BadToBest / EchoMimic

Lifelike Audio-Driven Portrait Animations through Editable Landmark Conditioning
https://badtobest.github.io/echomimic.html
Apache License 2.0
2.68k stars 315 forks source link

Accelerated Version of infer_audio2vid.py with Poor Results After Adjustments #78

Closed pia-ai closed 2 months ago

pia-ai commented 2 months ago

Hello,

I've noticed that there is an official accelerated version for infer_audio2vid_pose.py, but not for infer_audio2vid.py. The acceleration seems to be achieved primarily by adjusting the step and CFG hyperparameters. I attempted to replicate the approach used in infer_audio2vid_pose to modify infer_audio2vid and loaded the accelerated (acc) model version. However, the results were unsatisfactory.

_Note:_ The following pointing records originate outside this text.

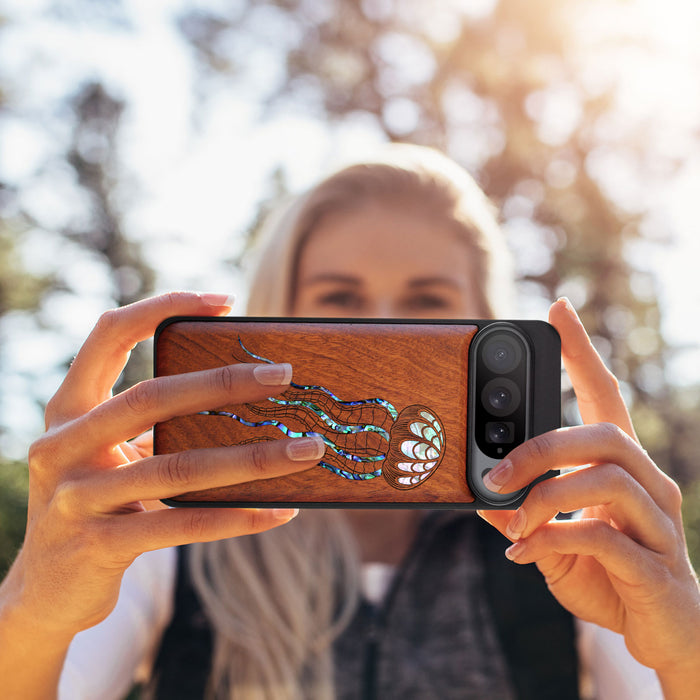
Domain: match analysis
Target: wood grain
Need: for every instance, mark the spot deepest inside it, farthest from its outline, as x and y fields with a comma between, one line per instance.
x=405, y=364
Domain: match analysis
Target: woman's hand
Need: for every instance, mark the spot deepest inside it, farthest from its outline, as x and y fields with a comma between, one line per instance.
x=88, y=513
x=623, y=564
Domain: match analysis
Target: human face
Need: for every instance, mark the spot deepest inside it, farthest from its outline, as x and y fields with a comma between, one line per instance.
x=385, y=261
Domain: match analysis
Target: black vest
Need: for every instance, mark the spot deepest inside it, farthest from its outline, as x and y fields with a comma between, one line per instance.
x=534, y=634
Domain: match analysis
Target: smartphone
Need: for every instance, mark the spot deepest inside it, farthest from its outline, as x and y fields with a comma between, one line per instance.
x=413, y=413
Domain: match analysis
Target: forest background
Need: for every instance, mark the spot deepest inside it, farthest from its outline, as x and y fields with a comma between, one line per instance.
x=140, y=143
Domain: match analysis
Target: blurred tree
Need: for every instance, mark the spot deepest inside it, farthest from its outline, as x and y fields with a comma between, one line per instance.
x=502, y=87
x=93, y=155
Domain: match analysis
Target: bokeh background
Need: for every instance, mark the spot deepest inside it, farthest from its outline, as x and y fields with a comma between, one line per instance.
x=141, y=141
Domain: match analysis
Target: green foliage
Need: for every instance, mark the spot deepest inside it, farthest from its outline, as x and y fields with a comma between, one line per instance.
x=14, y=483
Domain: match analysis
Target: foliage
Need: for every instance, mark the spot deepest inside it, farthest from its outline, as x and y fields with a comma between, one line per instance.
x=13, y=510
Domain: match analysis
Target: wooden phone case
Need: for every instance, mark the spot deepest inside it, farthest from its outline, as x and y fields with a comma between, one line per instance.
x=389, y=398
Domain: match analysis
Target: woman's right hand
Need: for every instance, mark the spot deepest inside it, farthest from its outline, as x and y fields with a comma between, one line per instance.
x=88, y=516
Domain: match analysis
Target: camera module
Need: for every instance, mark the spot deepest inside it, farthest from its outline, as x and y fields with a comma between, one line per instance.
x=502, y=353
x=500, y=396
x=500, y=432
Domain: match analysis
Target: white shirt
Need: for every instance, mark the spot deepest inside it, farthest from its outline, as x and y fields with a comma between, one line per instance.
x=104, y=661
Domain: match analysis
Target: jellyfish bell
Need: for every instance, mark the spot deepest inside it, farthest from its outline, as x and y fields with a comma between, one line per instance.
x=416, y=448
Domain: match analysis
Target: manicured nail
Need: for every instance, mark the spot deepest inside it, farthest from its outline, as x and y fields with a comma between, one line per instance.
x=569, y=306
x=517, y=525
x=218, y=299
x=515, y=550
x=304, y=449
x=273, y=375
x=498, y=476
x=285, y=514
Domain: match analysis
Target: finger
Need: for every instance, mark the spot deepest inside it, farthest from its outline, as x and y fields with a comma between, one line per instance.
x=156, y=529
x=596, y=388
x=105, y=352
x=143, y=444
x=497, y=518
x=606, y=486
x=166, y=476
x=583, y=444
x=154, y=400
x=618, y=554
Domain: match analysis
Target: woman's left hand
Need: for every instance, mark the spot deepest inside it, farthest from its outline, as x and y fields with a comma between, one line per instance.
x=623, y=564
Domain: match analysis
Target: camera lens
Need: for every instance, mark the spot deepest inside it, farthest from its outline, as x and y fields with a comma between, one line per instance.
x=499, y=432
x=502, y=353
x=500, y=396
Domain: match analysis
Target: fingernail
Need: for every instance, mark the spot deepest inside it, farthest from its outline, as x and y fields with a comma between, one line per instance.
x=273, y=375
x=517, y=525
x=499, y=476
x=218, y=299
x=569, y=306
x=303, y=449
x=515, y=550
x=285, y=514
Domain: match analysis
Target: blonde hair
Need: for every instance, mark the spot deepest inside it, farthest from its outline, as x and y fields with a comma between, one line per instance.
x=277, y=600
x=405, y=174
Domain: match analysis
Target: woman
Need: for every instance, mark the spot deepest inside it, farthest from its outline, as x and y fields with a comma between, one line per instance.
x=412, y=236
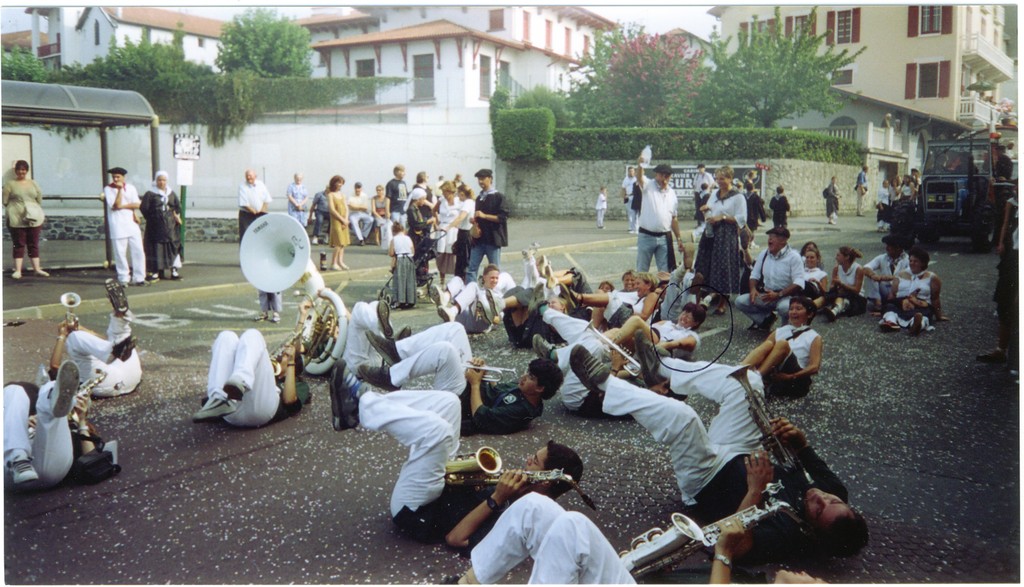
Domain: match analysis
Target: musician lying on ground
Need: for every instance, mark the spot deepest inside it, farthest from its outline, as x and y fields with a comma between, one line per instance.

Could you please provide some insight into why this might be happening? Are there specific considerations or additional modifications required for accelerating infer_audio2vid that are not covered by simply adjusting steps and CFG parameters?

Any guidance on how to properly accelerate infer_audio2vid while maintaining good performance would be greatly appreciated.

Thank you!

JoeFannie commented 2 months ago

An official accelerated version for infer_audio2vid.py is released now.